Rund 150.000 Euro hat sie in den letzten 15 Jahren an den Automaten verspielt und ihre aktuellen Schulden belaufen sich auf knapp 30.000 Euro. Die Abfindung ihrer früheren Firma wurde zu Spielgeld, ebenso die gekündigte Lebensversicherung. Der Dispokredit war bis zum Limit ausgeschöpft, auch die bereits abgebuchte Miete holte sie sich zurück, um weiterspielen zu können. Geld besorgte sie zudem bei Verwandten mit dem  Hinweis auf  Nachzahlungen von Strom- oder Hausnebenkosten.

„Ich war Meisterin im Lügen, Betrügen und Manipulieren. Mein zuckersüßer Charme hat immer funktioniert“

, analysiert sich Silly selbstkritisch. Für die aufgelaufenen Schulden will sie die Verantwortung übernehmen und sie nach und nach zurückzahlen.

Dass sie süchtig ist, konnte die 41-Jährige lange nicht zugeben. Irgendwann kam der körperliche und seelische Zusammenbruch mit Brechattacken vor jedem Spielhallenbesuch. In dieser Zeit dachte sie sogar darüber nach, sich das Leben zu nehmen.

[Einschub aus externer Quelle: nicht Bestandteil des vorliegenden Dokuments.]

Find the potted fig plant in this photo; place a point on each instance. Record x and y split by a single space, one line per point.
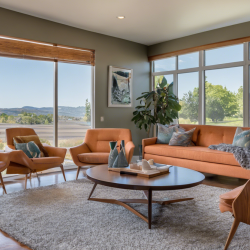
158 106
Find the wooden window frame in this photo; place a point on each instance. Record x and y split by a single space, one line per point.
36 50
199 48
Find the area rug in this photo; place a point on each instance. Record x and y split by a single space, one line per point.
60 217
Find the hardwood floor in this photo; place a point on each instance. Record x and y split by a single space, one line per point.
8 243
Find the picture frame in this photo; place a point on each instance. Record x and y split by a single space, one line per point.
120 87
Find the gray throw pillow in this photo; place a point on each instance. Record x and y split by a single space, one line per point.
242 138
181 138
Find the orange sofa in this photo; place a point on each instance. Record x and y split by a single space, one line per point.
199 157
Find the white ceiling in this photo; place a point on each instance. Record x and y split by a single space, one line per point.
147 21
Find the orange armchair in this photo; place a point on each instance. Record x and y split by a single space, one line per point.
4 163
20 163
237 201
95 149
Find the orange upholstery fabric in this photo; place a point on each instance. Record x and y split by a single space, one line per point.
199 157
94 158
48 160
227 199
206 135
206 167
20 162
196 153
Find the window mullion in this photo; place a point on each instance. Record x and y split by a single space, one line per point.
55 115
246 86
201 111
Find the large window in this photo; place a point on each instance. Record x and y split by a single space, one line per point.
28 99
224 96
188 94
212 85
74 104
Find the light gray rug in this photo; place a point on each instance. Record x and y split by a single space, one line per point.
60 217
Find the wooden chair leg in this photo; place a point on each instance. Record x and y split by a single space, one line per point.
63 172
78 171
232 232
1 178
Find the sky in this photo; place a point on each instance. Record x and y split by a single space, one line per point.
30 83
232 78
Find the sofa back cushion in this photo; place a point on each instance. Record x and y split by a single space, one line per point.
98 139
206 135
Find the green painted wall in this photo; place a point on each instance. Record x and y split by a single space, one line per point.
213 36
109 51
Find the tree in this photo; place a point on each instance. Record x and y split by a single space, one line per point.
220 102
226 98
87 111
190 105
214 110
239 96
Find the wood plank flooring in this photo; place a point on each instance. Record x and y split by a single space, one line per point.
8 243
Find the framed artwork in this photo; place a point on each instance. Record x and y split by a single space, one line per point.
120 87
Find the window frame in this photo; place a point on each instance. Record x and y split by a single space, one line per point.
201 69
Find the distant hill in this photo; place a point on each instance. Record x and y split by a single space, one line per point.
62 111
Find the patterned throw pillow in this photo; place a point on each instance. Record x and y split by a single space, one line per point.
165 133
242 138
30 149
182 138
34 138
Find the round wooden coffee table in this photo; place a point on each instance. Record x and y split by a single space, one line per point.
177 178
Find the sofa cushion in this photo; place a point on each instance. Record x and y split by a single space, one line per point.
196 153
165 133
182 138
242 138
94 158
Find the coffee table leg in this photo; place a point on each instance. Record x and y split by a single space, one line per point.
149 208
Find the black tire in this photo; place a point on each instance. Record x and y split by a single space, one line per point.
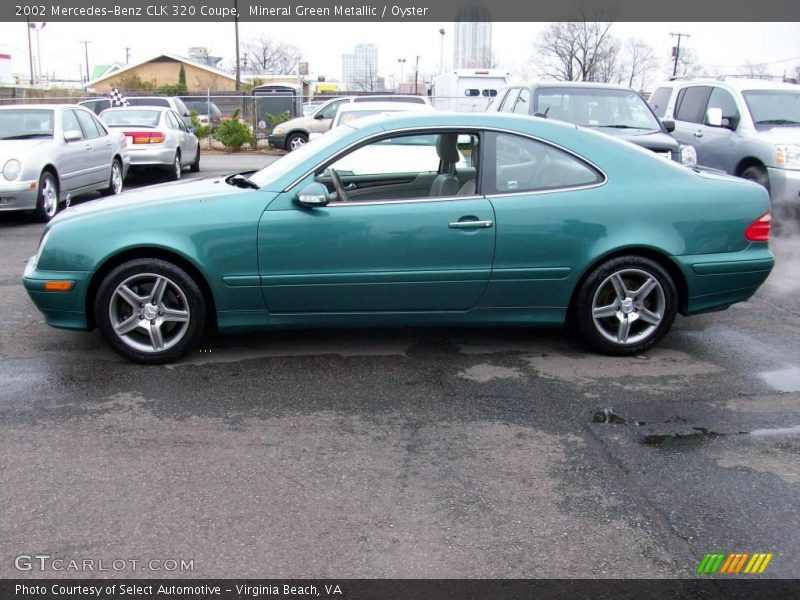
632 326
179 316
47 199
175 170
758 174
114 186
195 166
295 141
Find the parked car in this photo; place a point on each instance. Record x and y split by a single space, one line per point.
207 112
98 105
156 137
292 134
359 110
745 127
52 152
611 109
547 222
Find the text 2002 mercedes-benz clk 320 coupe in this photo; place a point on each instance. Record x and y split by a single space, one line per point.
429 218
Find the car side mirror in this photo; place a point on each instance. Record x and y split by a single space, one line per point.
714 117
314 195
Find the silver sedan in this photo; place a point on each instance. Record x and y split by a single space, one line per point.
156 137
52 152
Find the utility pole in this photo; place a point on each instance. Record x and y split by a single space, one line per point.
86 50
30 46
236 29
677 51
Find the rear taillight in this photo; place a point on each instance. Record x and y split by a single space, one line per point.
146 137
758 230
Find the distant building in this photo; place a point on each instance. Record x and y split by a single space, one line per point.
473 38
360 68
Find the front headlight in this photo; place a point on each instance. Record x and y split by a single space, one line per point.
787 156
688 156
12 169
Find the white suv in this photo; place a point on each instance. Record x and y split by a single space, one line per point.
745 127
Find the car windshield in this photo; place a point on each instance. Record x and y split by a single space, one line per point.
137 118
316 147
773 107
26 123
596 107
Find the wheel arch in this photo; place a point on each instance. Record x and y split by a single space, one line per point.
113 261
661 258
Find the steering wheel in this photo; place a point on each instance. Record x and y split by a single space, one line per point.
337 185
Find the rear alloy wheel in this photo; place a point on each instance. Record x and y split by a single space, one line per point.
150 311
626 306
47 201
195 166
115 182
295 141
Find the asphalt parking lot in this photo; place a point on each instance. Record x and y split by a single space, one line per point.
403 452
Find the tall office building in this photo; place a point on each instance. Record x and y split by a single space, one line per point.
360 68
473 39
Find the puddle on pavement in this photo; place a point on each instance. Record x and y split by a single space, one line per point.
784 380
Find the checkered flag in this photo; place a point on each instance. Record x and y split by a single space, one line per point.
117 99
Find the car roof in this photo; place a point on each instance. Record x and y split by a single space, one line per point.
737 83
573 84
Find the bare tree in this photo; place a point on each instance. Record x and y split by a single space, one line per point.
638 63
582 50
267 55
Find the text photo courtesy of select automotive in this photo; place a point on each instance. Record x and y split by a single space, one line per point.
400 300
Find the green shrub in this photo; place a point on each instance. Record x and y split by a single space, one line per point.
233 134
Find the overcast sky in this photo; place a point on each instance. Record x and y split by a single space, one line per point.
722 45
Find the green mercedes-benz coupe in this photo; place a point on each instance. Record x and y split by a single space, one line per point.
434 218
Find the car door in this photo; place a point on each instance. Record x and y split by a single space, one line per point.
543 198
689 113
717 143
98 149
73 169
400 251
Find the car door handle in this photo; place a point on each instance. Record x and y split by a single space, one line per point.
471 224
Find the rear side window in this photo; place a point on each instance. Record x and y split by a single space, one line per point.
522 165
691 104
658 101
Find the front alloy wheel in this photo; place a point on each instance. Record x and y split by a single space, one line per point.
626 305
150 311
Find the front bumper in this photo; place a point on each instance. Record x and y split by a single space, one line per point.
784 187
65 310
18 195
277 141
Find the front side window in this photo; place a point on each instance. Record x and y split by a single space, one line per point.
418 165
522 164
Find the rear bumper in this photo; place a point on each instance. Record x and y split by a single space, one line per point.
21 195
784 187
715 281
65 310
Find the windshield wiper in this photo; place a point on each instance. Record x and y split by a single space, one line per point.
777 122
240 180
26 136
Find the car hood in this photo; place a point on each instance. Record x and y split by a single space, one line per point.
151 198
18 148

„Da habe ich endlich erkannt, dass ich Hilfe brauche“

, beschreibt sie diese verzweiflungsvolle Phase nüchtern. Sie ging zu ihrem Arzt, der sie zum Psychiater verwies. Der verordnete Medikamente gegen Angstzustände und riet ihr, auch zur Glücksspielberatungsstelle ihrer Stadt zu gehen. Dort bekam sie unter anderem den Tipp, Kontakt zur Selbsthilfegruppe der Anonymen Spieler aufzunehmen. Seither nimmt sie an den wöchentlich stattfindenden Treffen teil.

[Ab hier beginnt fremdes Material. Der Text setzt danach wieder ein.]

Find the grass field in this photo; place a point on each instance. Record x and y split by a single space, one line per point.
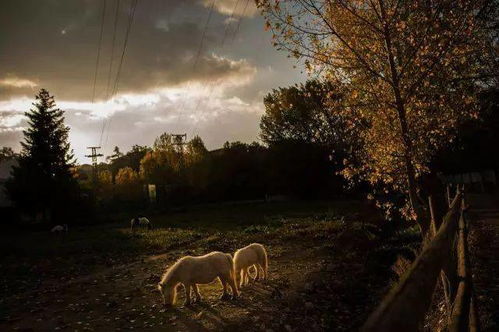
103 277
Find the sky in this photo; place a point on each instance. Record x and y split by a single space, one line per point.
178 75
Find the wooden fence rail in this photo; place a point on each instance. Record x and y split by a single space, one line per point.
406 305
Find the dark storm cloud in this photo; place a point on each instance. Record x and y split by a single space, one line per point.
55 43
162 88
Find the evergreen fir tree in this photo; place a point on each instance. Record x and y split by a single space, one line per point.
42 183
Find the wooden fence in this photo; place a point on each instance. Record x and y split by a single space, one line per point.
406 305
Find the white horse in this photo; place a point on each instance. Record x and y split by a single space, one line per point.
59 229
191 271
253 255
140 221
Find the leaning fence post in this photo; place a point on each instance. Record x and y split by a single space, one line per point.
449 199
443 277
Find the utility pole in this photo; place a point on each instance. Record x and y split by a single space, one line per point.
179 140
94 155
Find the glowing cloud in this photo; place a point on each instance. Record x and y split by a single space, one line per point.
15 82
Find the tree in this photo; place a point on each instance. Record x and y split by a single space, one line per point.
408 71
303 113
131 159
128 184
6 153
43 181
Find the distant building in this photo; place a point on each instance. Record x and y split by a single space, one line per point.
5 170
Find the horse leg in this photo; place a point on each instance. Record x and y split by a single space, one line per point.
241 278
187 294
225 295
196 292
248 276
233 286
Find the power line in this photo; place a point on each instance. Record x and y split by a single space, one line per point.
116 16
204 33
228 22
240 19
99 49
133 6
232 41
131 14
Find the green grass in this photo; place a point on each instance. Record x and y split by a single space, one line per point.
28 259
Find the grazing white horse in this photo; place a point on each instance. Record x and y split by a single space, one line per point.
191 271
252 255
140 221
59 229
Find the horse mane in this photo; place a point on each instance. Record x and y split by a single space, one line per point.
167 276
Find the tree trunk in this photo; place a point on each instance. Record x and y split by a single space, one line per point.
422 221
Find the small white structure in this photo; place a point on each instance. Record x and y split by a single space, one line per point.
60 229
140 221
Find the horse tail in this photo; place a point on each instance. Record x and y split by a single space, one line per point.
265 262
232 266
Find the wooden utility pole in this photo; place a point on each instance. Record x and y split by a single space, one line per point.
94 155
179 140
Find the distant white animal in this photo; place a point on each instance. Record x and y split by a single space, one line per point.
59 229
253 255
191 271
140 221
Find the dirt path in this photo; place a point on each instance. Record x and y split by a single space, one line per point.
125 297
485 259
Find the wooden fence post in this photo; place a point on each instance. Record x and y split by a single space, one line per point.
449 199
443 276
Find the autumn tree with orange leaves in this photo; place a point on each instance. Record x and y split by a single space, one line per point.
409 70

Der Austausch mit anderen Spielsüchtigen ist für sie wichtig. Einerseits, weil sich die Betroffenen gegenseitig darin bestärken, von den Spielautomaten wegzubleiben, andererseits, weil Silly dort auch viel über sich selbst und die Sucht erfährt. „Wenn die anderen von sich erzählen, habe ich auch so manches Aha-Erlebnis. Ihre Erfahrungen sind eine Art Spiegel für mich, denn erst in der Gruppe habe ich erkannt, dass ich mit meiner Glücksspielsucht nicht die einzige bin“, schmunzelt sie und zieht wieder an ihrer Zigarette. Im nächsten Monat kann sie eine Therapie beginnen, um das Leben mit der immer noch vorhandenen Sucht besser verarbeiten zu können.

Der Gedanke, nie wieder spielen zu dürfen, überfordert sie derzeit. Deshalb orientiert sich Silly an den Regeln der Anonymen Spieler. Danach zählt nur das jeweilige Heute, die aktuellen 24 Stunden, an denen sie nicht spielt. Und das immer wieder aufs Neue. Nach einigen Monaten ohne Spielautomaten fühlt sie einen starken Entzug.

„Immer dann, wenn die Spiellust kommt, gönne ich mir etwas Schönes: ich höre Musik, mache mit dem Hund einen Spaziergang oder atme ruhig ein und aus und stelle mir dabei einen Sonnenuntergang am Meer vor.“

Sie versucht, durch die einfachen Dinge des Lebens wieder erdverbunden zu werden und durch kleine Schritte wieder so etwas wie Zufriedenheit zu erlangen. Weil sie nicht mehr spielt, hat Silly deutlich mehr Zeit und Nüchternheit  zum Nachdenken über ihr Leben und den damit verbundenen Druck. Demnächst werden bei ihr wohl einige Veränderungen anstehen. Und sie wird jeden Tag  neu gegen die Glücksspielsucht ankämpfen.